When calling `python folder_name or a zipfile` it actually will look for a `__main__.py` file
and if found will run it.

PEP 302

# What is a Module

## Namespaces
Namespaces hold references to all the symbols we have an which object they point to in memory.

In [None]:
# To check the namespace
globals() # Dict containing all that info

In [None]:
def my_func():
    print("hello_world!")
# We could check the existance of our function inside the namespace

globals().get('my_func') # it returns the reference to the object in memory

# We could call the function by
f = globals().get('my_func')

print(f() == my_func())

In [None]:
# When we are in the global scope both locals and globals return the same dict
print(locals() is globals())

True


In [None]:
# however, inside a local scope we see a different story
a = 100
print(globals()['a'])

def my_func():
    a = 3
    print(f"I am the local value for a: {locals()['a']}")
    print(f"I am the global value for a inside the function: {globals()['a']}")

my_func()

100
I am the local value for a: 3
I am the global value for a inside the function: 100


## What happens when we import a module?

It is important to note that when running the `import` statement Python:
1. Imports at run time, i.e while our code is running.
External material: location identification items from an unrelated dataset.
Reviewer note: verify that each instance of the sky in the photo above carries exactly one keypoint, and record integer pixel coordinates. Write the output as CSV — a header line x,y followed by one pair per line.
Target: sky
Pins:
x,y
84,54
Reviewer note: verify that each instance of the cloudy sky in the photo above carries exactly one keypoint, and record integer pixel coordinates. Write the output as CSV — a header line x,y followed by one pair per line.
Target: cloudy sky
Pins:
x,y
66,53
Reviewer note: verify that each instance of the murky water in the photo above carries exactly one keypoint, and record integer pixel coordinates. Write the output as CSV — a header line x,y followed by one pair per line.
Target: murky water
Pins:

This is a difference with compiled languages
as those get the modules compiled and linked at compile time. One thing to note is that in both cases
(both compiled and interpreted) the system needs to know where those code files **Exist**

In [None]:
# Let's check how python finds modules.
import sys

# where is python installed
print(f"Python is installed in {sys.prefix}")

# Where are the C binaries located
print(f"The C Binaries are located in {sys.exec_prefix}")

Python is installed in /Library/Developer/CommandLineTools/Library/Frameworks/Python3.framework/Versions/3.8
The C Binaries are located in /Library/Developer/CommandLineTools/Library/Frameworks/Python3.framework/Versions/3.8


These two properties show that python and it's modules are in the same folder, However, if we were to create a VENV then python would modify these properties to prefix where the binaries are located.   
So now, where does python look for imports?

In [None]:
# Python looks for imports in
print(f"I look for imports in {sys.path}")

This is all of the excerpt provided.